The longer the game, the better for A&M’s chances against Notre Dame

OMAHA, Neb. — A Texas A&M victory in the third game of the College World Series is just a matter of time.

At least 3 1/2 hours to be exact.

Since an April surge, the Aggies are 7-2 in the third games of a conference series or postseason tournament. They are 5-1 in third games that lasted more than 3 1/2 hours.

That includes a 5:02 15-9 regional victory over TCU, a 4:01 12-5 victory over Ole Miss, a 4:22 victory over Georgia and an 11-10 victory over Arkansas that took 3:54.

Therefore, the Aggies (43-19) likely welcome working overtime when they face Notre Dame (41-16) on Tuesday at 1 pm CT at Charles Schwab Field. The longer the game, the better their chances.

“It kind of seems like it at this point. I guess we have the stamina and endurance of doing it all season long. Maybe it is something. Maybe it’s not. But that is kind of what we’ve been doing all season.”

– Texas A&M 3B Trevor Werner

“It kind of seems like it at this point,” Aggie third baseman Trevor Werner said on Monday. “I guess we have the stamina and endurance of doing it all season long. Maybe it is something. Maybe it’s not. But that is kind of what we’ve been doing all season.”

Not coincidentally, the Aggies have scored at least eight runs in all of those third-game victories. A&M’s heavy-hitting lineup frequently feasts on No. 3 pitchers and taxed bullpens.

However, A&M coach Jim Schlossnagle warns not to take scoring outbursts for granted against the Irish, who are No. 10 in the country with a 3.94 team earned run average.

“It’s a different scenario (in Omaha), especially with the off days,” Schlossnagle said. “You can bring (pitchers) back. Notre Dame, specifically, has super deep pitching.
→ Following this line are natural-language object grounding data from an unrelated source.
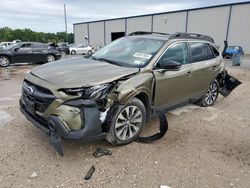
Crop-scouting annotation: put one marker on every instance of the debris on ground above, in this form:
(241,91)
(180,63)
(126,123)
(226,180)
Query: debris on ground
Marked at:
(164,186)
(89,173)
(34,175)
(100,152)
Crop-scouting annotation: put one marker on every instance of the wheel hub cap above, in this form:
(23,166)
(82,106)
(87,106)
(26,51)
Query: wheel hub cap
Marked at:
(128,122)
(211,94)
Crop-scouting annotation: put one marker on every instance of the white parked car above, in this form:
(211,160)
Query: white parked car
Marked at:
(81,49)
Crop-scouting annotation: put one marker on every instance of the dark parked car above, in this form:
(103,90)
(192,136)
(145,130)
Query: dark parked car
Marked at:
(233,50)
(62,48)
(28,52)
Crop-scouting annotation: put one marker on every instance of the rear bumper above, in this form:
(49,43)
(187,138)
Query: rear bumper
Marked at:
(58,56)
(54,124)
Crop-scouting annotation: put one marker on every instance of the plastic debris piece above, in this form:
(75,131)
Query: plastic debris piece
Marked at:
(90,173)
(100,152)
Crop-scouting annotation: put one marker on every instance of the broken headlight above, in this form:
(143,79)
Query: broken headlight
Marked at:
(95,92)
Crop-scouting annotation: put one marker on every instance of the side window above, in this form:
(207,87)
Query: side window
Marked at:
(200,51)
(216,52)
(37,45)
(25,46)
(176,52)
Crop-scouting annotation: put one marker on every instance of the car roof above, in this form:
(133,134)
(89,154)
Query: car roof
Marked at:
(174,36)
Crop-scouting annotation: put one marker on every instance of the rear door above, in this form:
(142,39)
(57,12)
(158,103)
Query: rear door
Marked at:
(39,51)
(23,53)
(206,66)
(173,87)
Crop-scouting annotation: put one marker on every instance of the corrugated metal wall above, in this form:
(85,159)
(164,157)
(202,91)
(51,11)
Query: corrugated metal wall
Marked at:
(229,22)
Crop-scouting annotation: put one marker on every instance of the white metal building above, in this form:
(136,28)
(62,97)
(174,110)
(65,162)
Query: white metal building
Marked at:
(229,22)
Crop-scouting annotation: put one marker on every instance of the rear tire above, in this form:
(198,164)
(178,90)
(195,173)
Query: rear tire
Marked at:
(126,122)
(50,58)
(89,52)
(211,96)
(4,61)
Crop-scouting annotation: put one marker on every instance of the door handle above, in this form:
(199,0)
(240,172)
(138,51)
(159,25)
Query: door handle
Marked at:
(189,73)
(215,67)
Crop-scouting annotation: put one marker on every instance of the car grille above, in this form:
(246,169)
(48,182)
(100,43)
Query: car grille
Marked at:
(40,97)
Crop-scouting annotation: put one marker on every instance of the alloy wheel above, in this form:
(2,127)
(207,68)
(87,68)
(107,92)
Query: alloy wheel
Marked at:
(4,61)
(212,94)
(128,122)
(50,58)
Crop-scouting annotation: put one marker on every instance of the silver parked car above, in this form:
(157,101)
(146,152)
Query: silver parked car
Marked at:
(81,49)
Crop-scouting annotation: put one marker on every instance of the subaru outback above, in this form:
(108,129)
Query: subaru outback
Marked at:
(112,93)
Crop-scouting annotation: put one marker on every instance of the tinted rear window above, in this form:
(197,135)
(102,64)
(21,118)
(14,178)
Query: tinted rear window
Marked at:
(216,52)
(201,51)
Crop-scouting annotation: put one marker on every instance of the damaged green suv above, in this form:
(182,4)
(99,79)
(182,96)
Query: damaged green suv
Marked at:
(114,92)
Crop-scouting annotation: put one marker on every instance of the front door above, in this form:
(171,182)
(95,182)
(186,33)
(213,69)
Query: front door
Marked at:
(206,66)
(23,53)
(173,87)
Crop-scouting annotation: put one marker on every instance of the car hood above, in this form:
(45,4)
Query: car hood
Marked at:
(81,72)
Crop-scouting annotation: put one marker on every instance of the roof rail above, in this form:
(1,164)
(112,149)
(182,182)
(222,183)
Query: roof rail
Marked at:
(191,36)
(146,33)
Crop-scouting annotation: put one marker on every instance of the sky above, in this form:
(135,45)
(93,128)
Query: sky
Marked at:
(48,15)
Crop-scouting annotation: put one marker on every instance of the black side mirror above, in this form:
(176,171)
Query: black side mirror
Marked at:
(16,49)
(171,65)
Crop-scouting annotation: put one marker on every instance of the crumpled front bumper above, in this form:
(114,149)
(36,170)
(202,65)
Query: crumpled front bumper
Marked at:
(54,126)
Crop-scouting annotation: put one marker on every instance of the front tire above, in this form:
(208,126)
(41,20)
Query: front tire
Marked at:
(4,61)
(211,96)
(50,58)
(126,122)
(63,53)
(89,52)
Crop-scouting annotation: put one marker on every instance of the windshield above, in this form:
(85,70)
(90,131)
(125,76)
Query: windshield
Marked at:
(129,51)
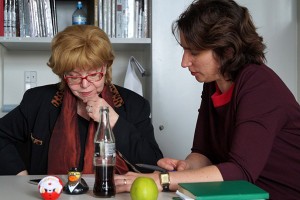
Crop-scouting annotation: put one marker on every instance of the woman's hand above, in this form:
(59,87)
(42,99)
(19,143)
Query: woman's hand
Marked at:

Maybe the best depth of pitching we’ve seen all season in the bullpen and on the mound.”

To Schlossnagle’s point, consider Tennessee — which scored a nation-best 613 runs and was limited to just five hits in a 7-3 loss to Notre Dame in the third game of the Knoxville Super Regional.
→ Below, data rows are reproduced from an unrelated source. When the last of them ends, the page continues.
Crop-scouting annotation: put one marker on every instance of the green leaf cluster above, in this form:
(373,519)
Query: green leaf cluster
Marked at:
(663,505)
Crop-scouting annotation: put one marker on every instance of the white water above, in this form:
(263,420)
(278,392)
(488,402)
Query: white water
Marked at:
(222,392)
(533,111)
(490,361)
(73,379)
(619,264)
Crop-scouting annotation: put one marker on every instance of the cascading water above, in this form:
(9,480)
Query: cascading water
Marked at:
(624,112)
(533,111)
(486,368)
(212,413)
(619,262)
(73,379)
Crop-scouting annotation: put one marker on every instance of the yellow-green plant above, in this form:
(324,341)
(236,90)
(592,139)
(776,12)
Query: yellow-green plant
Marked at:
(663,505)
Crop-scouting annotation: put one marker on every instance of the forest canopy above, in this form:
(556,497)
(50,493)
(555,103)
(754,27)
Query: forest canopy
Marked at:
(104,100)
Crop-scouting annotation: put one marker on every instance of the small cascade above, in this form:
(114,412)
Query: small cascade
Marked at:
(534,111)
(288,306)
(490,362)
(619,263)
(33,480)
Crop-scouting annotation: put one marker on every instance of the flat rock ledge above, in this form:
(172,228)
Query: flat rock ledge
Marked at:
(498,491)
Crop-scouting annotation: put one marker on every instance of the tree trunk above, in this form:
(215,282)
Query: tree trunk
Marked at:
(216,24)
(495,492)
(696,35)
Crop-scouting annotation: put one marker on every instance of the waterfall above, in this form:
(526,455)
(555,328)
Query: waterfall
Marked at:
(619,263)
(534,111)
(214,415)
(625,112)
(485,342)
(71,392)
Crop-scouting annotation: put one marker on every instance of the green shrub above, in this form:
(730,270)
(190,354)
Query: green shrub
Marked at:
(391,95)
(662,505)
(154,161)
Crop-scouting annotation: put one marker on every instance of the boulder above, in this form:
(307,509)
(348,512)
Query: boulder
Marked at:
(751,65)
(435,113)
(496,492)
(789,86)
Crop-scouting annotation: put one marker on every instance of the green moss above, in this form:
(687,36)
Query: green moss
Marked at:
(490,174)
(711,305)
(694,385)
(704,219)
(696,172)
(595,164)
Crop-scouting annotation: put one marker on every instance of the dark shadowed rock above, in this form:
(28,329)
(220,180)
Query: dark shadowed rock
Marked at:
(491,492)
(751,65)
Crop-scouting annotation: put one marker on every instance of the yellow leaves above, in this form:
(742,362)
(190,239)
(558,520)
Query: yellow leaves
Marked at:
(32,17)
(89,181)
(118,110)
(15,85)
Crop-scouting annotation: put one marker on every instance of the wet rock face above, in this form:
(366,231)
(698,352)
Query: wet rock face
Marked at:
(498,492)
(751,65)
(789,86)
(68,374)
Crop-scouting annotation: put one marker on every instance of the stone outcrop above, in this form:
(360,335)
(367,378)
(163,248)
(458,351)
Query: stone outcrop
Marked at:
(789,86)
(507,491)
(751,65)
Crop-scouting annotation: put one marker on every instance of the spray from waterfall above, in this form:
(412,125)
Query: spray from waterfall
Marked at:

Relief pitcher Jack Findlay allowed just one hit over five scoreless innings to close that win.

Yet, Schlossnagle is even more concerned about the Aggies’ pitching than he is Notre Dame’s.

Micah Dallas, Jacob Palisch and Brad Rudis were all sharp in a 10-2 victory over Texas on Sunday, but A&M gave up 10 walks and hit three batters in an opening 13-8 loss to Oklahoma.

Schlossnagle hasn’t announced a starting pitcher for tomorrow, though left-hander Ryan Prager is typically a third-day starter.

Jamie Maury, TexAgs

Dallas, Palisch and Rudis allowed just one earned run in Sunday’s win over Texas.

Regardless of who pitches, Schlossnagle figures to have a quick hook. He’ll also have the same message.

“We cannot keep giving up free bases. We just can’t,” Schlossnagle said. “It’s wretched. It’s hard to watch. You get momentum and you go out and say, ‘Hey man, let’s get three quick outs and get back in here.’ That’s how a good offense can steamroll.

“We’ve done it at times, but we just haven’t done it enough. We’re going to have to if we’re going to win this thing.”

Notre Dame has averaged 4.5 runs in 11 postseason games. Keeping them around that average would significantly enhance the Aggies’ chances to advance because of A&M’s offensive prowess.

“We’re extremely confident,” designated hitter Austin Bost said. “We’ve played good on Sundays (third days). Notre Dame is one of the best teams in the country. That’s why they’re here. We’re just going to stick to the approach that we have been, and hopefully, that works out for us.”

It’s worked so far.

“Our offense has been, for the most part, pretty steady,” Schlossnagle said. “It’s just a matter of can we get off to a good start pitching-wise. That was the key in the game (against Texas) yesterday.”